Extension and neural operator approximation of the electrical impedance tomography inverse map
This addresses a nonlinear inverse problem in medical/geophysical imaging with a noise-aware operator learning framework, though it appears to be an incremental extension of existing neural operator methods to a specific domain.
The paper tackles the problem of noise-robust neural operator approximation for the electrical impedance tomography inverse conductivity problem, demonstrating that Fourier neural operators can reconstruct infinite-dimensional piecewise constant and lognormal conductivities in noisy setups.

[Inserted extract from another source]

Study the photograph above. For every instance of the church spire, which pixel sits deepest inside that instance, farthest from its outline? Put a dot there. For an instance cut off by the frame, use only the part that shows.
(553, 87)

This paper considers the problem of noise-robust neural operator approximation for the solution map of Calderón's inverse conductivity problem. In this continuum model of electrical impedance tomography (EIT), the boundary measurements are realized as a noisy perturbation of the Neumann-to-Dirichlet map's integral kernel. The theoretical analysis proceeds by extending the domain of the inversion operator to a Hilbert space of kernel functions. The resulting extension shares the same stability properties as the original inverse map from kernels to conductivities, but is now amenable to neural operator approximation. Numerical experiments demonstrate that Fourier neural operators excel at reconstructing infinite-dimensional piecewise constant and lognormal conductivities in noisy setups both within and beyond the theory's assumptions. The methodology developed in this paper for EIT exemplifies a broader strategy for addressing nonlinear inverse problems with a noise-aware operator learning framework.